Regular readers will remember my rant about Discovery Channel’s descent into the sewers of prime-time TV with their 2-hour special, Eaten Alive.
Since I couldn’t bring myself to watch, being otherwise occupied by my nightly lint- gathering forays, I consulted the all-knowing Internet after the fact instead. If you didn’t see it, you didn’t miss anything.
Seems our host, naturalist Paul Rosalie, attired in his specially designed snake-proof suit and reeking of pig blood, did manage to get the giant snake to constrict him. Then he had second thoughts as he started to die.
Predictably, the web blew-up in the aftermath heaping scorn on Discover Channel for ripping them off. Carnival audiences—excuse me—Discovery Channel audiences demand a payoff for a month and a half of hype.
One angry viewer commented on Twitter:
2 hours of my life I can’t get back and Paul didn’t even get eaten alive.
The producers, as well as the host, may rightly be castigated for failing to deliver on the premise of their special. However, one critical member of the cast is being left out of the discussion entirely: the snake.
It took some doing, but I was eventually able to land an exclusive interview with Ms. Ana Conda of Brazil…
CG: Thank you for agreeing to this interview on such short notice, Ms. Conda.
AC: Please, call me Ann.
CG: All right, Ann. Thank you.
AC: No problem. I just ate two capybaras so I’m going to be laying here doing nothing for the next week anyway.
CG: I see, yes. Tell me though, isn’t that really more naturally your diet. I mean, you don’t often eat humans, do you?
AC: Oh, I’ll take one if there’s nothing else. No offense, but you’re all so greasy and tasteless. I much prefer capybaras with a side of monkeys! Yum!
CG: No offense taken. But then why did you agree to do this show in the first place?
AC: Oh, I’ve done these shows before you know. I’ve worked with all the best: David Attenborough—I just love his accent, don’t you?—and Steve Irwin of course, God rest him.
CG: You were eager to do another legitimate documentary?
AC: Yes. I feel a real duty to be an ambassador for the Amazon Rainforest whenever I can. Don’t get me wrong, we have an excellent chamber of commerce but there’s only so much they can do.

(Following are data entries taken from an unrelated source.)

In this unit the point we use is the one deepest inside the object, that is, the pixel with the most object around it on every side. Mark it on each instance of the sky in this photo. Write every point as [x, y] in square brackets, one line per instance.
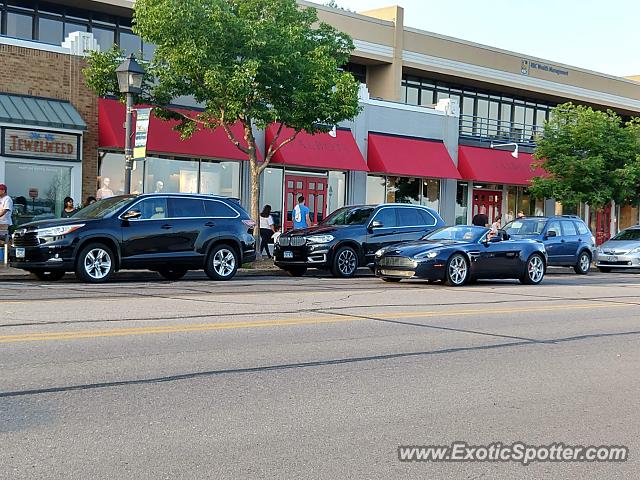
[600, 35]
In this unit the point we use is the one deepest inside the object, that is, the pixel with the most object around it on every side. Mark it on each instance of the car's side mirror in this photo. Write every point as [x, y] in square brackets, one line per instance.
[132, 215]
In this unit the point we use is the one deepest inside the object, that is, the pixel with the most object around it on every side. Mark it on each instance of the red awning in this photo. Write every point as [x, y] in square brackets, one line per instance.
[162, 137]
[496, 166]
[318, 151]
[410, 157]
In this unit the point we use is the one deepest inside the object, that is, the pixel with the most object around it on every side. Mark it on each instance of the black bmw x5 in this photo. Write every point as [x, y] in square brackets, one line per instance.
[168, 233]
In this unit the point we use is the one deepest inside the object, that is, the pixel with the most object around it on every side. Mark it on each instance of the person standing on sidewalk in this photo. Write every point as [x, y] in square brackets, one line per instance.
[301, 217]
[266, 229]
[6, 209]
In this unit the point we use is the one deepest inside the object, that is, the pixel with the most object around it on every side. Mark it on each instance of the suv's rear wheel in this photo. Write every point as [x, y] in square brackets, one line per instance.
[583, 264]
[535, 269]
[95, 264]
[48, 275]
[222, 263]
[173, 273]
[457, 270]
[345, 262]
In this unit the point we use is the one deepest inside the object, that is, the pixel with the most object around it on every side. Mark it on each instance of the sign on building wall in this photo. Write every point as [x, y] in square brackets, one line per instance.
[39, 144]
[142, 132]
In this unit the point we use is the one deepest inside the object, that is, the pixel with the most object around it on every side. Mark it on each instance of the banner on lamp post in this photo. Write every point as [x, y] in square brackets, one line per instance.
[142, 132]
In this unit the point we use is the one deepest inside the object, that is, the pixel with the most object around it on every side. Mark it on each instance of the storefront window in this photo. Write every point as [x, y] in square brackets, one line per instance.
[403, 190]
[219, 178]
[431, 193]
[166, 175]
[336, 191]
[462, 203]
[50, 184]
[375, 189]
[271, 192]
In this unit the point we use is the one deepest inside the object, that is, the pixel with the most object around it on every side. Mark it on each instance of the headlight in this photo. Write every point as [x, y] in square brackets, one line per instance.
[320, 238]
[58, 231]
[429, 254]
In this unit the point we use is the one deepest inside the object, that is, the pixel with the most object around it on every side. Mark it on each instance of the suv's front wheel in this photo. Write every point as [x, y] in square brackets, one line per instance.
[222, 263]
[95, 263]
[583, 264]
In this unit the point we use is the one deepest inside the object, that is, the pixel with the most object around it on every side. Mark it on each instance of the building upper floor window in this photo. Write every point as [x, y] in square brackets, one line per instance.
[483, 114]
[52, 23]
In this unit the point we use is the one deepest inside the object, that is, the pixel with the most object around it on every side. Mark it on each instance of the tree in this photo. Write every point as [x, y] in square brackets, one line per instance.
[590, 156]
[256, 62]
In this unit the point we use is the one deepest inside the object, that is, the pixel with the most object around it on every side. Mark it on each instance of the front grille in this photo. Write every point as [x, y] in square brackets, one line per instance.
[28, 239]
[292, 241]
[397, 262]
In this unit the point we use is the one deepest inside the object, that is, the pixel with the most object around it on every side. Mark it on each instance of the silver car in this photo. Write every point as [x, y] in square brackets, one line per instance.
[621, 251]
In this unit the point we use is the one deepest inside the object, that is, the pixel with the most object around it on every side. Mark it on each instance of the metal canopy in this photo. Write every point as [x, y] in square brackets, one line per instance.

CG: Let me move the conversation to the special itself if I may. As you may know, the Internet is boiling with bad reviews of the show, mostly I’m afraid because you failed to eat the host. Any comment on that
AC: First of all, I have no idea what an “internet” is…
CG: Surely you must know about the worldwide network of computers which has revolutionized the sharing and dissemination of information in the twentieth century?
AC: Computers? You know I’m a snake right? I have no hands with which to type.
CG: I am sorry. Forgive me. But there has been quite an outcry. What do you say to the viewers who feel cheated by your failure to devour Mr. Rosalie.
AC: Look, I had never worked with Paul before or the director for that matter, but my agent assured me these people were professionals. I handled all of my scenes in a very professional manner. I can’t help it that Paul got cold-feet.
CG: So you blame your failure to dine on Mr. Rosalie on Mr. Rosalie himself?
AC: I didn’t say that! I only mean to say that when I sign on contract, I come ready to perform. This isn’t my first rodeo, kiddo!
CG: Again, I’m sorry if my questions anger you, but my readers have a right to know your side of the story.
AC: I’m sorry—*urp* A bit of acid reflux there. Makes me kinda testy. Where was I? Oh yeah—Look, I did my part. I can’t help it if we constrictors have to, you know, constrict our prey first. I thought Paul understood the deal. Hey, I trained for six months by swallowing old pickup trucks just to get ready for his little “snake-suit” thingy. The least he could’ve done is hung in long enough for me to get a taste…I mean really!
CG: I see. Well, I guess the next question is whether you’ll be available for a sequel? If the producers approach you that is.
AC: Oh I’m always open to talk. But just now, I have several interesting projects on the horizon.
CG: Any of them look promising? Anything you can share with us?
AC: Well, one is a movie role. It sounds very exciting. I play a mutant snake-shark-ocotpus who travels back in time for some reason.
CG: Hmm, sounds fascinating. Good luck with that.
AC: Thank you! I’m very hopeful for it. We just need to get the script together. The first few drafts were a bit unbelievable if you know what I mean.
CG: Oh I’m sure! Well thank you again Ann. I really appreciate your taking time for our readers.
AC: Think nothing of it. And do watch yourself on the way out; some of those caimans can be real bitches!